“Bir konuda uzmanlaştıkça körleşirsiniz” sözünü ilk duyduğumda aksine inandırılmış aklımla eleştirmiştim bir tartışma esnasında, ama zamanla sözün doğruluğunu edindiğim tecrübeyle anlayabildim. Bilen, okuyan, araştıran, soran sorgulayan bir zihinle aksi elbette kıyaslanamaz, evet ama, bunun yan etkilerini unutmamak gerek.

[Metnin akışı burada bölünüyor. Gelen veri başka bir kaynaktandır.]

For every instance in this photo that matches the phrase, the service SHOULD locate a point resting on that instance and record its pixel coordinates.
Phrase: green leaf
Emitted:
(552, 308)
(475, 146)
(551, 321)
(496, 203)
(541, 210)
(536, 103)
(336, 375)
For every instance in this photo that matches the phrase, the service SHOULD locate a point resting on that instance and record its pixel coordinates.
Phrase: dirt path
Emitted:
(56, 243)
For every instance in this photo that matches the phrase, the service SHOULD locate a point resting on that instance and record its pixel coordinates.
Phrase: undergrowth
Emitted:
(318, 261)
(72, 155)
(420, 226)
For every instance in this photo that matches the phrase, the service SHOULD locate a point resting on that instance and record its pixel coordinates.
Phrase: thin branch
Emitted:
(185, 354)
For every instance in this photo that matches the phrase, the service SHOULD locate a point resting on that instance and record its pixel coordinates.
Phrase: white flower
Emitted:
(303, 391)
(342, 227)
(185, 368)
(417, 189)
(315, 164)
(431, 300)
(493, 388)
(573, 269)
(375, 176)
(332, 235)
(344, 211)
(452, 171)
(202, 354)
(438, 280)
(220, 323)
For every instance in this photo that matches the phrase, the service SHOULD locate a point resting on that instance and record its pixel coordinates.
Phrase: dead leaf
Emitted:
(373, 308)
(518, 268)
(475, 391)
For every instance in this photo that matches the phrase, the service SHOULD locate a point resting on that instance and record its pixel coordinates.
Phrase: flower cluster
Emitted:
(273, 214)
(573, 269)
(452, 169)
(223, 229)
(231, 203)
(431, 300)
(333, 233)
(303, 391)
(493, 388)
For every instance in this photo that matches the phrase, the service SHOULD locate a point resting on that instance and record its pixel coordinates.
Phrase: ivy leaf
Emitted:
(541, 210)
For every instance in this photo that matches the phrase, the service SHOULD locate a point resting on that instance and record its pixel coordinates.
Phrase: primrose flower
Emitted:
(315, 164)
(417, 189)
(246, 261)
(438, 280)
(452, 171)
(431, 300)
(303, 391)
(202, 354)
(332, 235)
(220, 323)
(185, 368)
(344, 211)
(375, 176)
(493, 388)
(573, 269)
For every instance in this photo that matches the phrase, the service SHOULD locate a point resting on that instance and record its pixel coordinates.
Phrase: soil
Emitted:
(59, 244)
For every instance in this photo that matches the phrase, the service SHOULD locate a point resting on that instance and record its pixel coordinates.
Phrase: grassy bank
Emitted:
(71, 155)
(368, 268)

Daha açık olmam gerekirse şöyle örnek vermek isterim:
Bir konu üzerinde tartışırken o konuya dair bilgisi olan kişi bildikleri üzerinden giderken hiçbir şey bilmeyen ya da kendini yeterli görmeyen biri konuya dair daha açık olur ve farklı bakış açıları geliştirir. Bunu yaparken de tüm renkleri olabildiğince elinde tutmaya çalışır ve harmanlamaya başlar. Bir alanda tecrübesiz olan biri daha cesur davranırken işinde iyi olduğuna karar veren kişi risk almaz kesin ve dikensiz yolu seçer. Bu ve buna benzer daha birçok konuda duruma örnekleme yapılabilir. Eleştiri kabul etmeyen ayaklı kütüphaneler vardır çevrenizde, dikkat ederseniz tek düz kişiliklerdir, en azından benim nazarımda durum bu. Okumadığı kitap, dergi gitmediği yer mekan, muhabbet etmediği insan yokmuş gibi davranmaları bir şeyleri gizlemek adına perdelenmiş ego ve körlüklerini örtmeye yetmediğini anlamak da kapasitelerini zorlar. Biraz sert olmuş olabilir ama maalesef bu konuya değinmeden geçemedim. Siyaset, ekonomi, sosyal, dini, dünya sistemi… Birçok alanda örneklerini görmek mümkün.
Cesur açlar, korkak tok dahilerden daha yeğdir ve daha çok yol katedebilir ve ufkunuzun genişlemesine vesile olabilirler. Hayatımıza giren hayatımızdan çıkan herkes kendi gök kuşağımızdaki renklerin ta kendisidir.
Umarım hayatınızı tamamlayacak ve varlığını güzelleştirecek renklere denk gelirsiniz ve ne olursa olsun” ben tamamım” demekten kaçınıp her daim aç olmayı seçersiniz. Ama gıda zehirlenmesi yaşayacağınız bir açlıktan da imtina etmeyi unutmayın!!!